As is often true with reading, I hear a voice I’m clearly meant to listen to well after that voice has sounded; I am, as they say, late to the party. That surely was true for me with Henry Thoreau, whose then tangled sentences and habit of calling into question almost everything rolled my eyes as a teenager…just before they shut down in favor of the cinema that plays on the inside of our eyelids. That he would become a signal voice to me would have surprised my teachers, who often had to call me from the other-lands of reverie and classroom-sleep. I remembered that when I taught and had to use the gentle goad of my voice to recall my cine-dreamers.

These years later, I am a picky reader, in part because I am a slow one. If I am to spend time in the architecture of someone’s writing, I need to admire even the hallways, and I have particular need of the sudden light from a well-placed window. I pick up books, stroll some sentences and put them down; I even enjoy the mild irony that I too write little rooms that I hope readers will visit.

A while ago, as practice that I hoped would disentangle me from the internet as the yard wakened during my coffee, I began reading a poem or poems as I also tracked the bird-scurry by the feeder. Poets and birds often move similarly, and their words seemed to set up my own later in the morning.

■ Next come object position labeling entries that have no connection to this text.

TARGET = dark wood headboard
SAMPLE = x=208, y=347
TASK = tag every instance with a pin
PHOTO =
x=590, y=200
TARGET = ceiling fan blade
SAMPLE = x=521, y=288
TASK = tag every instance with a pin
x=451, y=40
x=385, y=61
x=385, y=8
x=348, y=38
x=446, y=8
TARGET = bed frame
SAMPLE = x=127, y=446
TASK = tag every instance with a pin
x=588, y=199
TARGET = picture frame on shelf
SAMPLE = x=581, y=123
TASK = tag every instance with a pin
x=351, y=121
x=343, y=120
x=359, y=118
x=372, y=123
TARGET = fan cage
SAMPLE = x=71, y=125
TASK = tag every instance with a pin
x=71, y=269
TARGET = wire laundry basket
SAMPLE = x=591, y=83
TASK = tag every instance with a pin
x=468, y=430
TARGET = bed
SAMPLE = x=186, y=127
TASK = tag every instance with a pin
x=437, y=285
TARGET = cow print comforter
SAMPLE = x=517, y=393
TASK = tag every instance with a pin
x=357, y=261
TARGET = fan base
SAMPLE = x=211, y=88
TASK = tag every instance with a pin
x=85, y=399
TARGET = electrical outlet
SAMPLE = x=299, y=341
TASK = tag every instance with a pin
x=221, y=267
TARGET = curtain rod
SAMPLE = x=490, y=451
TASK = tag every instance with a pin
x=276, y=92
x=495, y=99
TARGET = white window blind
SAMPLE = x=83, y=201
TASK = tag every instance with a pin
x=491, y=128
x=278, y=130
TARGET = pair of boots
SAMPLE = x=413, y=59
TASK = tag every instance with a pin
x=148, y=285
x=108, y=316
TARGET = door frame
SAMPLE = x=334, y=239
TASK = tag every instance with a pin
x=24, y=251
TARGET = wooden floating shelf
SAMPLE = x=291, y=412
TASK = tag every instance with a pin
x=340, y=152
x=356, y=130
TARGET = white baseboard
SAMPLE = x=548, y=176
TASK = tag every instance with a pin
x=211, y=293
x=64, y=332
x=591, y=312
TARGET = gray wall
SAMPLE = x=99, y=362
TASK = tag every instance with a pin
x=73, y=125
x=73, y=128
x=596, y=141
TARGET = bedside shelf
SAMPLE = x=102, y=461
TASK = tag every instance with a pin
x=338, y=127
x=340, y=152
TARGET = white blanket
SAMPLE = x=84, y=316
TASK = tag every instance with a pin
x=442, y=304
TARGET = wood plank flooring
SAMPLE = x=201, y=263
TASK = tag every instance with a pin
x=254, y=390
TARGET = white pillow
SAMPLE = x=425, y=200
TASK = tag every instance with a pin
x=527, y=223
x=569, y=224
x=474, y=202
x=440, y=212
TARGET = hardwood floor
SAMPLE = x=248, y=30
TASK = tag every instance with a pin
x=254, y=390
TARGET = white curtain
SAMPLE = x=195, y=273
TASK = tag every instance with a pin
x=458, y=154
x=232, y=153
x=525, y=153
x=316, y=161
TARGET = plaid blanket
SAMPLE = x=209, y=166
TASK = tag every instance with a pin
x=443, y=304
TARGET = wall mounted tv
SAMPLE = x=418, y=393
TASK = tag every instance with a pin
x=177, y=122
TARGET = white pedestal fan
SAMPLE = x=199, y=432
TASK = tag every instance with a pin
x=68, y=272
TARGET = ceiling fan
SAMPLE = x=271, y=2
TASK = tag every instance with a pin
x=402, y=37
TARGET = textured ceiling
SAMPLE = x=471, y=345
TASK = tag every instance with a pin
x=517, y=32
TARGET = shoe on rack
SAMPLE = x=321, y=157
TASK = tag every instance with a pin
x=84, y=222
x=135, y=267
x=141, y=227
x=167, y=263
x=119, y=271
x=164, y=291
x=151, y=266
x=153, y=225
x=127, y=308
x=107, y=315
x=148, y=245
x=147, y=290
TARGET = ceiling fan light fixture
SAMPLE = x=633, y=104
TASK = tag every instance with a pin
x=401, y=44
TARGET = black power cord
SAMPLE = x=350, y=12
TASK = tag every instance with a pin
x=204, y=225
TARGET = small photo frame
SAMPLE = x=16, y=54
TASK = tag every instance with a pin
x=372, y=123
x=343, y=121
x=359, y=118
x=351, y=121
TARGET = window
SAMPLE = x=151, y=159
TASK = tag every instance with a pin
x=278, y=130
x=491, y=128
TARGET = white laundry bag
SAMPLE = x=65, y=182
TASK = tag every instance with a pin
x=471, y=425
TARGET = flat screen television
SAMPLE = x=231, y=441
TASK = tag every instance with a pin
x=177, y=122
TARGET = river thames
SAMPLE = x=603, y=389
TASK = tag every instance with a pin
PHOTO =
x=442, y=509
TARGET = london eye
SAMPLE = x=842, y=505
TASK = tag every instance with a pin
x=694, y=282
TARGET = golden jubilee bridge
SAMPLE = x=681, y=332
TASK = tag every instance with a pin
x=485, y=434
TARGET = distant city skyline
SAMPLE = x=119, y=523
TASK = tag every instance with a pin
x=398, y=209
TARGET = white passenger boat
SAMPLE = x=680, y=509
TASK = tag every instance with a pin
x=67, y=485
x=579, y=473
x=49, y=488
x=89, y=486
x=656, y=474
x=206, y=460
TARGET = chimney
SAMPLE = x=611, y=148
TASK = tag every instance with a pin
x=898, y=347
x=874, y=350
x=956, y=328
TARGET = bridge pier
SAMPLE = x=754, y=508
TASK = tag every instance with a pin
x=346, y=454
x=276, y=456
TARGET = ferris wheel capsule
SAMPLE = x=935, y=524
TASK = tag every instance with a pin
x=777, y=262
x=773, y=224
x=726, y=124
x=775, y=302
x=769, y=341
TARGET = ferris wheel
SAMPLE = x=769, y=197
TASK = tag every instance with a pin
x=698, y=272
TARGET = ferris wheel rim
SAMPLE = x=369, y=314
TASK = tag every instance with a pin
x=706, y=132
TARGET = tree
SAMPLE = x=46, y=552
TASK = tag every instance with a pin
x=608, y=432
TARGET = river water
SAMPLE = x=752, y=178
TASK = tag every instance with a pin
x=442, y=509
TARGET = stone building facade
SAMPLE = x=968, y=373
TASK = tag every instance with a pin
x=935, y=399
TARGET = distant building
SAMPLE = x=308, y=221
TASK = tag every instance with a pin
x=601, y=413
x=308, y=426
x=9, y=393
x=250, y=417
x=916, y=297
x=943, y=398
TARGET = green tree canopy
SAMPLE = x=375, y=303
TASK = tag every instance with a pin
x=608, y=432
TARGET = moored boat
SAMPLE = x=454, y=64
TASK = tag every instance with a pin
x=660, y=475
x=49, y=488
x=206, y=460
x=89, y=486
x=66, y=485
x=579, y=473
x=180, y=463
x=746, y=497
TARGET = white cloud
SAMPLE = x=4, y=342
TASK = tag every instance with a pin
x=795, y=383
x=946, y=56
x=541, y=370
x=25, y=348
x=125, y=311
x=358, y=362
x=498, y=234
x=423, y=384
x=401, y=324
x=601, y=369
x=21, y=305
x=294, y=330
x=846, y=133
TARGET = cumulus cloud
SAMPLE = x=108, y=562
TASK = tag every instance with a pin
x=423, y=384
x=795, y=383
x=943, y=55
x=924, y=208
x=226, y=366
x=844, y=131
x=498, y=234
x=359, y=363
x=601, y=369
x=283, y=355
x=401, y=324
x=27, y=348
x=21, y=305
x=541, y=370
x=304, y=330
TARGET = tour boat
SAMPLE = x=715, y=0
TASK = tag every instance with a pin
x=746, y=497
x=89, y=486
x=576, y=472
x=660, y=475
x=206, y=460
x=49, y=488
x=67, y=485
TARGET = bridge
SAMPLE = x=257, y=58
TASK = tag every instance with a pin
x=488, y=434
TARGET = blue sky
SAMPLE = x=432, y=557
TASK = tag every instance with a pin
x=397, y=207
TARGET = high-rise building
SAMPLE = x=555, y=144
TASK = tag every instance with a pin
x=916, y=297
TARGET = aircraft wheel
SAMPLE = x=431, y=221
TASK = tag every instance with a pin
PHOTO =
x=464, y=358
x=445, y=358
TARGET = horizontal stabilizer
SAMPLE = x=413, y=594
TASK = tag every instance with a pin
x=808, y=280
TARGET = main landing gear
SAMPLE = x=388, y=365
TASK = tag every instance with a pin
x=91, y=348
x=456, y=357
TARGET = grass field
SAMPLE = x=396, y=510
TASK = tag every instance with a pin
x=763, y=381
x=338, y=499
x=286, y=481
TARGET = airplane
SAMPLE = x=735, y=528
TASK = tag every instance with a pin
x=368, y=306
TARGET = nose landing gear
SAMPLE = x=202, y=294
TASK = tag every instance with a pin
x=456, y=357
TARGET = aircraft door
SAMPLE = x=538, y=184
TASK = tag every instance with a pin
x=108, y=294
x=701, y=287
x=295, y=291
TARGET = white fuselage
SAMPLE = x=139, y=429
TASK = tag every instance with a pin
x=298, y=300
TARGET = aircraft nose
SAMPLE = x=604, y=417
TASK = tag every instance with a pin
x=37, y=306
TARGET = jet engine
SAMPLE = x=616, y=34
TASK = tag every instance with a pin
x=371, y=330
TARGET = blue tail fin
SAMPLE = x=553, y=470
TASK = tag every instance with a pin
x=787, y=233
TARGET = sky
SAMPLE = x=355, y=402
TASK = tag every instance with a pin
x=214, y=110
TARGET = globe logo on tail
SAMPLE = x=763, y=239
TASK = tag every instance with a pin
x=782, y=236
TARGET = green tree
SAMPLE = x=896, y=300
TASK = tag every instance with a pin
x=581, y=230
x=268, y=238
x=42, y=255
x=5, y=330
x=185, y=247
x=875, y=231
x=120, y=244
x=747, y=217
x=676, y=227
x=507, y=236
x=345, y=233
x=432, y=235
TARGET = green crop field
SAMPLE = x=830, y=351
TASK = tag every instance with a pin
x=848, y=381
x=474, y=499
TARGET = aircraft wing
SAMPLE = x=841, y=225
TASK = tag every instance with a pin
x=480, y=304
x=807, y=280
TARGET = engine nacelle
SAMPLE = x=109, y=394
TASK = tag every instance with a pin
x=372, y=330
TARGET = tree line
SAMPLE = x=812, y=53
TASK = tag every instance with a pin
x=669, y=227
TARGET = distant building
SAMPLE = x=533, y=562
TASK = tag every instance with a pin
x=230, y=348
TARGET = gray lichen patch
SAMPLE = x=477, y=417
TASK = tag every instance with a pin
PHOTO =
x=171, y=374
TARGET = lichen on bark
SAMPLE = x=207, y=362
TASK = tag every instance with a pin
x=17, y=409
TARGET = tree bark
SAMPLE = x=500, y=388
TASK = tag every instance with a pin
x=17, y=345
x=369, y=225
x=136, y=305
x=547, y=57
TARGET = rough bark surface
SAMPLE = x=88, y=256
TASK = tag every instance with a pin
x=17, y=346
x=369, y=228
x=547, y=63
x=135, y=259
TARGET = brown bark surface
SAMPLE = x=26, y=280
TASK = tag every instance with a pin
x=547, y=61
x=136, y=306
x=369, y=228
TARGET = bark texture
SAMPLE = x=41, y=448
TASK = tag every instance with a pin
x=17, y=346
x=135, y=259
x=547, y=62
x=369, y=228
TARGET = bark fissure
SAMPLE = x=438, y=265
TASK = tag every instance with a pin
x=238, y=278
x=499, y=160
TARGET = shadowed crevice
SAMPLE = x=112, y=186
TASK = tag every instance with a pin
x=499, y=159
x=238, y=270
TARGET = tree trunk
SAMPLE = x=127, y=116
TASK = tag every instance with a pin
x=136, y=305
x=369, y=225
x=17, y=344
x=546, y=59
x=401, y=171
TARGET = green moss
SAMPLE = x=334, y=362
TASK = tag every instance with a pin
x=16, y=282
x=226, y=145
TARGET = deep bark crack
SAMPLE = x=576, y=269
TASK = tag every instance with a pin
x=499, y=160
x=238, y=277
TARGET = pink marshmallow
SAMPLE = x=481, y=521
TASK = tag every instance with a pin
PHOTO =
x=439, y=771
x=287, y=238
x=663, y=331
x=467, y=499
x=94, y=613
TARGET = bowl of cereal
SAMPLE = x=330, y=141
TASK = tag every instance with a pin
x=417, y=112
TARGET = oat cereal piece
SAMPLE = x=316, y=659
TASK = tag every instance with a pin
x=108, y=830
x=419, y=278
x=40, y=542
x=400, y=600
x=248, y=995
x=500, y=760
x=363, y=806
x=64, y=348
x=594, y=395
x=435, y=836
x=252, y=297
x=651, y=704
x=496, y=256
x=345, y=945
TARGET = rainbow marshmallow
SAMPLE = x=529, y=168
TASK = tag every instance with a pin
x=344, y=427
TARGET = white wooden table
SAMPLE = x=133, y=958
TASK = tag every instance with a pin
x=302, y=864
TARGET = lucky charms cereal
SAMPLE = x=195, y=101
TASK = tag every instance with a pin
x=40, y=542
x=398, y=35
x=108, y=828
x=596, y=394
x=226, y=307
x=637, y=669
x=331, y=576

Just so, right now. As the sun scrolls down the first-snowy pines, I read Kate Barnes’ “Other Nations,” a poem written first for another favored poet, Maxine Kumin. And, as has happened now for a number of days in a row, I disappear into its pages and lines. Barnes is a narrative poet – no sky of abstraction at which you gaze trying to name the shapes of clouds – who, late in this poem, takes you along for a buggy ride. Yes, it is, at times, horse-drawn poetry. But it moves at the pace of real perception – mine, anyways – and, when each ride is done, I am often elsewhere. Alive to the light, alive to the day, I’ve slipped the tether of the clicked world. I am alive to words and a voice that carries across time.

“Other Nations” is also about talking to animals, and, as my dogs over time would tell you, my canid diction may be limited, but I use it whenever a dog is near. And, like the good dog I sometimes am, I hear like voices across time.

Reader’s-note: I ration myself to a poem per morning; I will be well into winter before I look up from last page.

Bio-note: Kate Barnes was Maine’s first poet laureate, serving from 1996 to 1999. The volume I’m reading is called Kneeling Orion, published by David R. Godine, and, graced also by Mary Czarina’s woodcuts, it is a handsome book.